The majority of airports have an accompanying control tower ensuring the safest paths for incoming and outgoing flights. However, this isn’t always the case. Enter the Scandinavian Mountains Airport in Sweden. It’s among the latest of several airports globally that are shifting to remote air traffic management technology.
Instead of control operators being at the airport, they’ll be in an entirely separate region around 300km (186 miles) away. The idea is thought to be better for safety as well as expenses, and it is restructuring the design and functionality behind smaller airports worldwide.
Professor R. John Hansman, aeronautics and astronautics at MIT, says, “The idea has been around for a while”.
Saab, the aerospace and defence company from Sweden, has been experimenting with remote air traffic control for roughly 10 years, and has run tests in several locations around the world including the United States and Australia.

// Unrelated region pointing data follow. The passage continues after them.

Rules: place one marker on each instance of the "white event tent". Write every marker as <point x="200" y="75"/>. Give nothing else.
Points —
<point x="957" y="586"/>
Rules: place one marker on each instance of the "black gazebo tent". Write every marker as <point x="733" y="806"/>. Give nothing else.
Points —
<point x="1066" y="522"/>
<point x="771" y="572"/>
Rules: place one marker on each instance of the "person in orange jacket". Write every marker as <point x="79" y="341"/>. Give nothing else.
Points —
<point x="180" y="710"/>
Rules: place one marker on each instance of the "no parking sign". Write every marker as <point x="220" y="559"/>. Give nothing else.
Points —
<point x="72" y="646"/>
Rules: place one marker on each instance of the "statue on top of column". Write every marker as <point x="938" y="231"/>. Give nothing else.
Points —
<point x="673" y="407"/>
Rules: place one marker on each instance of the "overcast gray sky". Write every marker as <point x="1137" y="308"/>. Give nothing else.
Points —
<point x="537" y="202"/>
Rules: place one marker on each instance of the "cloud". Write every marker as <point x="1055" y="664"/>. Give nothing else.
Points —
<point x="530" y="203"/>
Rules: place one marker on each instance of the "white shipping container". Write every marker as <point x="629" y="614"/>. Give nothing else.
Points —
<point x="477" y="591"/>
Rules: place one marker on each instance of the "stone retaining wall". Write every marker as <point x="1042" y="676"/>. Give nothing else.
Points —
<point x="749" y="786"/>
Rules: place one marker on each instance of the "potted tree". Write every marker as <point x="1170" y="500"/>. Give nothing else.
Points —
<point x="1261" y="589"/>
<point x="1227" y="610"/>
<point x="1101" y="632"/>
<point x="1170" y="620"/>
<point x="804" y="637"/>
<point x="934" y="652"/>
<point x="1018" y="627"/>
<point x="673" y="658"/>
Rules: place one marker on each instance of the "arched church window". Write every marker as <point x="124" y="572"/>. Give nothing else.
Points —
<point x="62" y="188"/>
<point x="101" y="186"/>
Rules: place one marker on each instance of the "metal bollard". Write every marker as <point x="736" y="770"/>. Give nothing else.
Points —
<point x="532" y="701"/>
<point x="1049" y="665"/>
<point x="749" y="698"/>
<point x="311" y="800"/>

The benefit of virtual towers
Cameras and sensors at the Scandinavian Mountains Airport will send relative info to a control station in Sundsvall, central Sweden. HD monitors will provide the control operators with a full view of the area, more so than what a conventional control tower could provide. Augmented reality will also offer a collection of data to create a more detailed picture of the situation at the airport, making it easier to assess the circumstances at night or in bad weather conditions.
“Virtual towers in principle work like any person who works remotely using technology, whether it is education, software, meetings and so on,” said Professor David Gillen, University of British Columbia. “We learned a long time ago you do not have to be ‘in the office’ all the time; if surgeons can perform an operation via video, surely we can inform an aircraft what it should do for a safe landing or departure.”
The Scandinavian Mountains Airport set to open in two months’ time will be the entry point for many travelling to Scandinavia’s biggest alpine ski area.
“Virtual towers are coming to the U.S as part of the NextGen modernization program,” explains Gillen. “They are in place in Scandinavia due to cost, the number of small remote airports, and low traffic volumes. This is not a technology for LaGuardia, O’Hare, or Heathrow! It allows a single team to operate a number of remote airports and, in principle, could optimize an airport system.”